I have mixed feelings about specsavers. I recently got a pair of varifocals as I have reached the age when my distance sight is marginally below the highway code requirement. I could no longer read bus numbers and road signs half a mile away! The eyetest was fine and the glasses supplied are OK for general use – ie driving, shoppping, some DIY work, but useless for reading (books and music) and using the computer unless I scan the line as I go, the focus area for reading is so narrow it encompasses only approx one third of the standard book line, and less with sheet music. They changed the ‘free’ second pair for a differnt layout with only 2 zones – near distance (upto around 5 feet) and reading distance (book etc on lap). Should I have expected to be asked what my uiser requirements are? In retrospect, looking at the focus areas, the distance part (top of the lens) is quite wide, but the mid disance and near parts are shaped like a keyhole, not very helpful.
Is this standard with varifocals?

Sorry about the spelling errors!

UKOptom says:
6 September 2011

As a UK qualified Optometrist for nearly 7 years, i am tired of the public labelling Optometrists as an Optician – I have never been an Optician in my life. I’ve always thought that those that call me Optician are the ignorant or ill educated; you will find that USA Optometrists take a much dimmer view of being called an “Optician”.

In any case I am against the Which survey, it has “researchers” who are effectively lay people whose knowledge of Optometry is approximately zero, if you want to conudct a valid survey why not use retired Optometrists – then you will have proper researchers. How can a lay person make a judgement on the clinical abilities of an Optometrist, how would they go about conducting retinoscopy/fundoscopy or tonometry?!

In any case who are “Which” to cast judgements on Optometrists?! Do you also pry into the the professions of Medicine, Dentistry and Pharmacy all of which have significant commercial and profit driven elements.

If “Which” wish to derail public confidence in UK Optometry then they should be held accountable for the readership that they influence that do not go on to visit their Optometrist and lose sight or suffer health problems as a result.
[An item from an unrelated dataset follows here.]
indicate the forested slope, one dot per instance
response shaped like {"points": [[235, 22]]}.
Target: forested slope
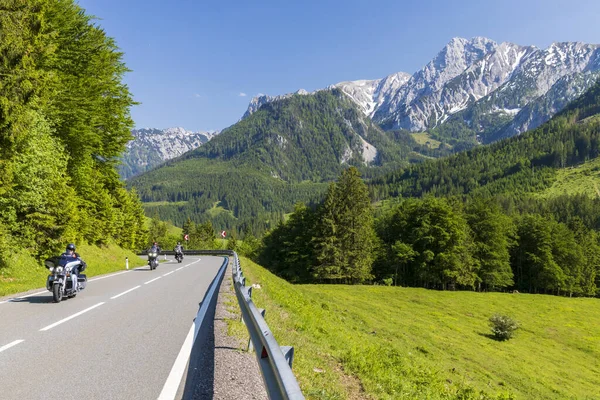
{"points": [[255, 171], [520, 164], [64, 120]]}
Does “Which” have the necessary indemnity insurance if such claims were ever pursued by those subsuquently affected?

I have not spent nearly 5 years of my life training as an Optometrist to have “Which” journalists and their associated “researchers” criticise and cast suspicion on the profession and I surely hope the GOC and College of Optometrists hold “Which” to account.

Your professional training should have made you aware that most of the general public does not appreciate the difference between an optician and an optometrist, and if we are going to be pedantic, neither deserves a capital.

If the Which? researchers were optometrists then there is the danger that they might inadvertently reveal that they had specialist knowledge and could receive different treatment from the general public. I work in education and can often identify students who have a parent who is a lecturer or teacher, just from the language they use.

I don’t think there is any doubt that Which? has revealed deficiencies in eyetests. As a member for many years I know that their practice is to report problems to service providers and to raise awareness of the problem. We cannot always rely on training and regulation to deliver the standard of service offered to the public. Poor boiler servicing might be a waste of money but poor eye examinations could be much more serious. I am very glad that Which? has carried out this investigation and I hope that most opticians and optometrists will share my view.